Jack had started walking like the hallways belonged to him. He didn't wait for her anymore. Didn't smile as much. And when he won, which was always, he soaked in the applause like it was air and left Rose behind in the silence.

It wasn't that he didn't care. He still texted her. Still kissed her on the cheek when no one was looking. But something in him had shifted, replaced by this...The Pride of Chess. Fame had wrapped around him like a crown, and she felt like a fading shadow in his spotlight.

She flipped to a blank page in her notebook and scribbled the words:

I need someone to love me?

Before Jack, there had been someone else — someone who had shattered her in ways she still couldn't fully understand. His name was Damon, and he had been the boy who first made her believe in fairy tales. He was older, charming in a quiet, older-boy way, and when he turned eighteen during their relationship, he swore age didn't matter, not with love like theirs. Rose, naive and full of hope, believed him. She believed his every word, every smile, every late-night whisper that she was all he needed. But one rainy afternoon, everything she believed came undone. She came home from school early, her heart light with a poem she had written for him, only to hear whispers familiar voices - behind her mother's locked bedroom door. The laughter that followed, the sound of something breaking, then silence. And when the truth came crashing down, it wasn't just Damon who betrayed her, it was her mother, who would later sit her down, glassy-eyed, lips trembling, and say, "I wasn't well, Rose. I wasn't myself." As if that made it okay. As if sleeping with your daughter's boyfriend could be brushed aside like a bad decision made in a moment of fog. Rose remembered standing there, numb, her heart pounding in her ears while her mother cried. Damon hadn't even apologized. He'd just shrugged, told her she was too young to understand and walked away like none of it mattered. Since then, something inside her had gone quiet .... like a door gently closed and never reopened. She smiled at Jack, dated him, kissed him, supported him through his games and ego trips, but deep down she knew: she hadn't really felt love yet. Not the kind that's safe. Not the kind that holds you without secrets or shadows. What she had felt was illusion, abandonment, and betrayal dressed in pretty words. That's why Jack's pride stung more than it should, because it reminded her of what love wasn't. And now, sitting in the courtyard with her notebook pressed to her chest, she realized she had been begging for something that maybe didn't exist. Not for her, anyway. Love, the real kind, the kind that sees you and stays maybe that was just something she read in books. Maybe that's why her chest ached when she wrote Can you love me? Because the truth was… she didn't believe anyone could.

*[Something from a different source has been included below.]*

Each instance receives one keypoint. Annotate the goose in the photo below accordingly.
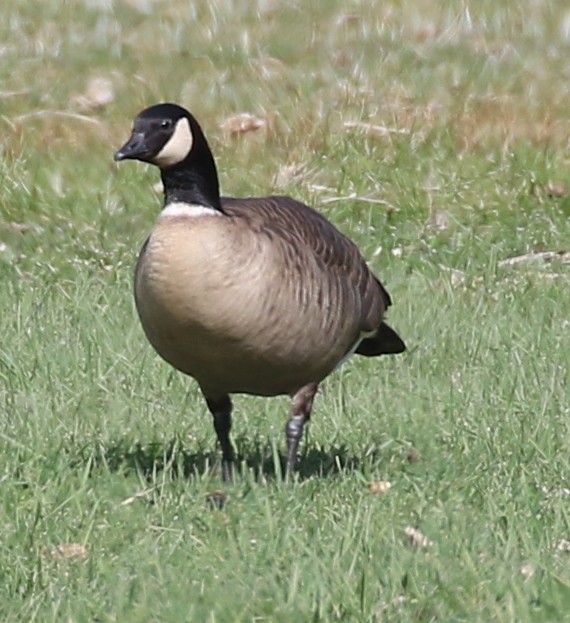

A tear slipped down her cheek before she could stop it.

She was so lost in her thoughts, she didn't hear the bell ring. Students began to shuffle out for their next class, but Rose stayed frozen. Until she remembered — Room 316. Her art teacher had told her to pick up her final project from there. She stood, brushing the dirt from her skirt, and walked toward the old west wing of the school.

Room 316 was quiet. She pushed the door open gently.

"Oh—sorry, I didn't mean to interrupt," she said, surprised to see someone already inside.

A boy looked up from the window ledge where he sat. someone she recognized.

He blinked at her, and smiled— not the kind of smile that tried to charm, but the kind that made you feel seen.

"No worries," he said, voice warm. "You're Rose, right?"

She hesitated. "Yeah… how do you know?"

He shrugged. "You're hard to miss."

And just like that, the air shifted.

She did know who he was, but not why his voice felt like something she needed to hear. But in that quiet room, for the first time in weeks, her heart didn't feel so heavy.